Le roi Mohammed VI a une nouvelle fois tiré la sonnette d’alarme sur l’état du système éducatif marocain, pointant des lacunes persistantes qui freinent l’insertion des jeunes et la confiance des familles. Malgré une enveloppe budgétaire importante — 90,6 milliards de dirhams alloués en 2023, soit près de 6 % du PIB et 12 % du budget de l’État — les résultats restent insuffisants : faibles niveaux scolaires, fort taux d’échec et inadéquation des compétences aux besoins du marché du travail. Cette mise en lumière royale relance le débat sur la gouvernance, la qualité des apprentissages et la fracture entre écoles publiques et privées.
Sur le terrain, la situation se traduit par des disparités nettes entre zones rurales et urbaines, une préférence croissante des classes moyennes pour le secteur privé et des réformes successives qui peinent à s’enraciner — de la Charte nationale d’éducation à la Vision 2015-2030. Les collectivités, les universités et les fondations sont appelées à jouer un rôle plus visible pour restaurer la confiance.

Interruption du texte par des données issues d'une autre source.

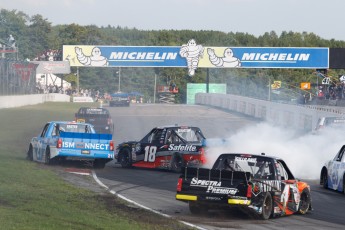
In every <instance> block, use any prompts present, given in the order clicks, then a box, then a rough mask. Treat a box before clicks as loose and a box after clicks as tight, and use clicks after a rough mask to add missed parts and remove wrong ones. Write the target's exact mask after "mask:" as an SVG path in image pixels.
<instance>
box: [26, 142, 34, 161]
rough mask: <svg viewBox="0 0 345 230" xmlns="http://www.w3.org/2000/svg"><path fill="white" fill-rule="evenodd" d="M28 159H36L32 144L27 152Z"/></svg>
mask: <svg viewBox="0 0 345 230" xmlns="http://www.w3.org/2000/svg"><path fill="white" fill-rule="evenodd" d="M27 159H28V160H29V161H33V160H34V156H33V149H32V145H30V147H29V150H28V153H27Z"/></svg>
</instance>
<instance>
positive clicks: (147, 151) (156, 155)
mask: <svg viewBox="0 0 345 230" xmlns="http://www.w3.org/2000/svg"><path fill="white" fill-rule="evenodd" d="M205 139H206V138H205V136H204V135H203V133H202V132H201V130H200V129H199V128H198V127H190V126H178V125H175V126H173V125H171V126H162V127H156V128H153V129H152V130H151V131H150V132H149V133H148V134H147V135H146V136H145V137H144V138H142V139H141V140H140V141H129V142H123V143H121V144H119V145H118V146H117V151H116V155H115V159H117V162H118V163H120V164H121V166H122V167H131V166H135V167H144V168H159V169H168V170H172V171H176V172H180V171H181V169H182V168H184V167H185V166H186V165H190V166H200V165H203V164H205V163H206V159H205V150H204V142H205Z"/></svg>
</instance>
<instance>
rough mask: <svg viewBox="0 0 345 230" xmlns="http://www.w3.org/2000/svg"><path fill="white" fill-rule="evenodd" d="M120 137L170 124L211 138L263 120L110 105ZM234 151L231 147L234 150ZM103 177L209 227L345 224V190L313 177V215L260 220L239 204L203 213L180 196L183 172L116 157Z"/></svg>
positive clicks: (116, 183) (264, 227)
mask: <svg viewBox="0 0 345 230" xmlns="http://www.w3.org/2000/svg"><path fill="white" fill-rule="evenodd" d="M108 109H109V111H110V112H111V115H112V117H113V120H114V123H115V131H114V140H115V142H116V143H120V142H122V141H128V140H139V139H141V138H142V137H143V136H144V135H145V134H146V133H148V132H149V131H150V130H151V129H152V128H153V127H155V126H160V125H167V124H169V125H170V124H180V125H182V124H184V125H193V126H198V127H200V128H201V130H202V131H203V133H204V135H205V136H206V137H207V138H224V137H228V136H230V135H233V134H235V133H236V132H238V131H240V130H241V129H242V128H244V127H246V126H251V125H255V124H257V123H258V122H259V121H257V120H255V119H251V118H248V117H243V116H241V115H239V114H234V113H230V112H226V111H222V110H218V109H214V108H209V107H204V106H192V105H191V106H189V105H145V104H143V105H131V106H130V107H111V108H110V107H109V108H108ZM229 152H230V151H229ZM96 174H97V177H98V179H99V180H100V181H101V182H102V183H104V184H105V185H106V186H108V187H109V188H110V189H111V190H113V191H116V193H118V194H121V195H123V196H125V197H126V198H128V199H131V200H133V201H135V202H137V203H139V204H141V205H144V206H146V207H149V208H151V209H153V210H156V211H159V212H162V213H164V214H168V215H170V216H173V217H175V218H177V219H179V220H183V221H187V222H189V223H193V224H196V225H198V226H200V227H202V228H205V229H344V228H345V218H344V207H345V195H343V194H341V193H338V192H335V191H331V190H326V189H323V188H322V187H321V186H320V185H318V180H309V181H308V182H309V183H310V185H311V190H312V192H311V194H312V206H313V211H311V212H309V213H307V215H294V216H289V217H280V218H275V219H270V220H268V221H262V220H257V219H255V218H254V217H252V216H250V215H247V214H245V213H242V212H239V211H238V210H228V211H217V212H210V213H209V214H208V215H207V216H203V217H200V216H199V217H198V216H193V215H191V214H190V212H189V210H188V205H187V204H186V203H182V202H180V201H176V200H175V191H176V182H177V178H178V176H179V175H178V174H176V173H173V172H169V171H164V170H148V169H138V168H130V169H123V168H121V167H120V166H119V165H117V164H115V163H114V162H110V163H108V164H107V166H106V168H105V169H103V170H97V171H96Z"/></svg>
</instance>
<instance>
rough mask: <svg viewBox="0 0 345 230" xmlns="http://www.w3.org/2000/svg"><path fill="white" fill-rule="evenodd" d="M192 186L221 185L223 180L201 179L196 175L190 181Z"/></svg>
mask: <svg viewBox="0 0 345 230" xmlns="http://www.w3.org/2000/svg"><path fill="white" fill-rule="evenodd" d="M190 185H191V186H198V187H207V186H210V185H211V186H217V187H219V186H221V185H222V182H221V181H214V180H199V179H198V178H196V177H193V179H192V181H191V182H190Z"/></svg>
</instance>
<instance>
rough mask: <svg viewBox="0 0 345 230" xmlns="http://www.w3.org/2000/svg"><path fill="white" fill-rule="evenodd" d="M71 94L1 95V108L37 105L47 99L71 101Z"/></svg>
mask: <svg viewBox="0 0 345 230" xmlns="http://www.w3.org/2000/svg"><path fill="white" fill-rule="evenodd" d="M70 100H71V99H70V96H68V95H66V94H59V93H48V94H29V95H14V96H1V97H0V109H3V108H14V107H20V106H25V105H35V104H40V103H44V102H47V101H60V102H69V101H70Z"/></svg>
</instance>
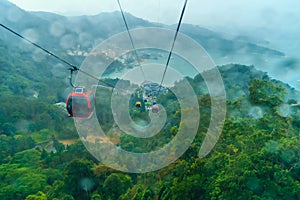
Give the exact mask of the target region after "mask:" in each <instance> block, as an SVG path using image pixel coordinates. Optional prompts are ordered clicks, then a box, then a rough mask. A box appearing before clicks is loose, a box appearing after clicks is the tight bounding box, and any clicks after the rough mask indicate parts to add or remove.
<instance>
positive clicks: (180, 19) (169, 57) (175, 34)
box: [158, 0, 188, 93]
mask: <svg viewBox="0 0 300 200" xmlns="http://www.w3.org/2000/svg"><path fill="white" fill-rule="evenodd" d="M187 1H188V0H185V2H184V5H183V8H182V11H181V15H180V18H179V22H178V25H177V29H176V32H175V36H174V39H173V43H172V47H171V50H170V52H169V56H168V59H167V62H166V66H165V69H164V73H163V76H162V79H161V82H160V86H159V90H158V93H159V92H160V89H161V87H162V84H163V82H164V79H165V76H166V72H167V69H168V67H169V62H170V59H171V56H172V52H173V49H174V45H175V42H176V39H177V35H178V32H179V28H180V25H181V22H182V19H183V15H184V11H185V8H186V4H187Z"/></svg>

Le défi est double : moderniser les contenus pédagogiques et réformer la gouvernance pour garantir une mise en œuvre stable et équitable.

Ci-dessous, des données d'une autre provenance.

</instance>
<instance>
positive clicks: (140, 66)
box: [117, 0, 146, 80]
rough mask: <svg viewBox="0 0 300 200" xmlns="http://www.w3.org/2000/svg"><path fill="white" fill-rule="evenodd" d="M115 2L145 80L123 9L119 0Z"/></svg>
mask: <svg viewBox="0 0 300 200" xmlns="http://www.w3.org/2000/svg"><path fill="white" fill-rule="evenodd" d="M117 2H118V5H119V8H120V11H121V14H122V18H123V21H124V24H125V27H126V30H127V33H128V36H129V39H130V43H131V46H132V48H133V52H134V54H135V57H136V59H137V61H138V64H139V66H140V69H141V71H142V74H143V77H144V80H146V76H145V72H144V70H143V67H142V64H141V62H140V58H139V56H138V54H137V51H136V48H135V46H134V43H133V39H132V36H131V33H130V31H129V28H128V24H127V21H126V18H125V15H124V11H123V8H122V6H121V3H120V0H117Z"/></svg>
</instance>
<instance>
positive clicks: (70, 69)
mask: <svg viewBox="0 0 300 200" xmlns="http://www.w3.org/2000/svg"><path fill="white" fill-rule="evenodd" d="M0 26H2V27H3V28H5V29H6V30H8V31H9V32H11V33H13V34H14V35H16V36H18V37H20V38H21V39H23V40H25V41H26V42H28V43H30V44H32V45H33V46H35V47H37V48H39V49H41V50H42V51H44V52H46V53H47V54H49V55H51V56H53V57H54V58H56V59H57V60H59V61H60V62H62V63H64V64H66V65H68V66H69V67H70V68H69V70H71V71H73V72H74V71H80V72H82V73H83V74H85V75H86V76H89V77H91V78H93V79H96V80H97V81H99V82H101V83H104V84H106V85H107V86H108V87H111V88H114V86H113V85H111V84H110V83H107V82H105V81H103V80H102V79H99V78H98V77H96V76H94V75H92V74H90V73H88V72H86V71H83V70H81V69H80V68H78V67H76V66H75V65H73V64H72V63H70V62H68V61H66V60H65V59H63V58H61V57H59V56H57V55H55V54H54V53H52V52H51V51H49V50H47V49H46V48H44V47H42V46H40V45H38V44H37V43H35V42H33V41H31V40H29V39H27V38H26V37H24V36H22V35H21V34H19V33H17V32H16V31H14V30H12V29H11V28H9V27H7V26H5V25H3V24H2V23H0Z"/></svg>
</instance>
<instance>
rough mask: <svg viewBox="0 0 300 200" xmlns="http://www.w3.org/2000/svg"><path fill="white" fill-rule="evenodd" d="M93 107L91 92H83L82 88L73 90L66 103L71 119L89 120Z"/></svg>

À la croisée des enjeux, des acteurs comme le Ministère de l’Éducation Nationale, la Fondation Zakoura ou la Fondation BMCE Bank pour l’Éducation sont déjà engagés, tout comme des établissements et institutions académiques — Université Mohammed V, Université Hassan II, Université Al Akhawayn, INSEA — et des écoles innovantes telles que Groupe scolaire La Résidence ou les Écoles Oasis. La question reste ouverte : les mesures récentes suffiront-elles à inverser la tendance ?
– Ressource budgétaire importante mais résultats décevants ;
– Disparités territoriales marquées entre rural et urbain ;
– Gouvernance centralisée et instabilité des réformes ;
– Perte de confiance des familles envers l’école publique ;
– Partenariats publics-privés et fondations sollicités pour l’innovation.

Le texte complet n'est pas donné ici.